Wembley Stadium

There aren’t many artists who can sell tickets for a world tour before releasing the corresponding album, but Beyoncé Knowles-Carter isn’t just any artist. As she said herself in 2008’s Diva: “since fifteen in my stilettos, been struttin’ in this game.”

As Wembley Stadium slowly filled at the fourth show of her much-hyped UK tour thus far, smoke began to unfurl from the base of the central screen, causing frenzied screaming – the type only the Beyhive could generate. As the screen rotated and flashed red, a succession of images appeared: from a half-naked Beyoncé, to the eye of a storm, to a bird in mid-flight. The sequence set a precedent for what was to follow – this was a theatrical performance.

Next, the reverberating, instantly recognisable beginning of Formation blared over the speakers. In that now famous wide-brimmed fedora, Beyoncé and her dance troupe stepped out and immediately broke into an intense, seamless routine. Palpable aggression was left hanging in the air.

A word that cropped up repeatedly in many reviews after Lemonade dropped was feminism, and this push for female empowerment fittingly permeated the show. During Run the World, B encouraged the women in the audience to raise their balled fists in defiance, and after this segment, Beyoncé’s signature humility surfaced. “Thank you for supporting me so long – I love you so much,” she earnestly told the mostly female audience.

Despite this glimpse of a down-to-earth artist, there was never any doubt that Beyoncé performs with ultimate attitude: she gangsta walked out on stage with a cape thrown over her shoulders to sing feisty track Don’t Hurt Yourself, only pausing to include excerpts of fan videos hailing her as a “bad bitch.”

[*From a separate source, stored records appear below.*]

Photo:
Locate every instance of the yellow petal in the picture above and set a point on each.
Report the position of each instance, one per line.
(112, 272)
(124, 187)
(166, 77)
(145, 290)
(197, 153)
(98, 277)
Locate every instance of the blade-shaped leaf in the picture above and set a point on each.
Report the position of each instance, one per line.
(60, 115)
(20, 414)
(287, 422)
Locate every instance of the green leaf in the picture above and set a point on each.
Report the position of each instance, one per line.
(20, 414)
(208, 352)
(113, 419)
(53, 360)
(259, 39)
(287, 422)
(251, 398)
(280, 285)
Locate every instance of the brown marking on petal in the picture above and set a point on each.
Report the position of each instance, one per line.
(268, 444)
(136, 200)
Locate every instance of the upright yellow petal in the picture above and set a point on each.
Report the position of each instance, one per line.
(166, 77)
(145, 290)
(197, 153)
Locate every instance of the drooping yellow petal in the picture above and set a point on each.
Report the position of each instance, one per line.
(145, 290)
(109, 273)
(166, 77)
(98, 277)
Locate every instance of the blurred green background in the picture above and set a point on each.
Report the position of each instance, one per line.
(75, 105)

It was in the closing moments of the show that Beyoncé really exhibited her vocal prowess. Under a spotlight on her knees, she sung an altered version of 1+1 which had a girl in the row behind whisper: “I’m trying not to cry.” After an intermittent Prince tribute which saw the screen turn to his shade of majestic purple, B performed her standout anthem Crazy in Love.

The finale was cathartic. The middle stage filled with water as Bey and her dancers performed a stomp routine to Freedom – with Beyoncé soaked through, it was almost like watching a baptism. Considering redemption and purification are such integral themes in Lemonade, the spectacle seemed fitting.

To finish, she urged the audience to sing to “someone you love” as she broke off into Halo, disappearing off stage with a Union Jack flag in hand, thrown to her from the sidelines. All in all, Beyoncé’s outstanding performance can be summarised with Big Freedia’s sampled words in Formation: “I did not come to play with you hoes. I came to slay bitch.”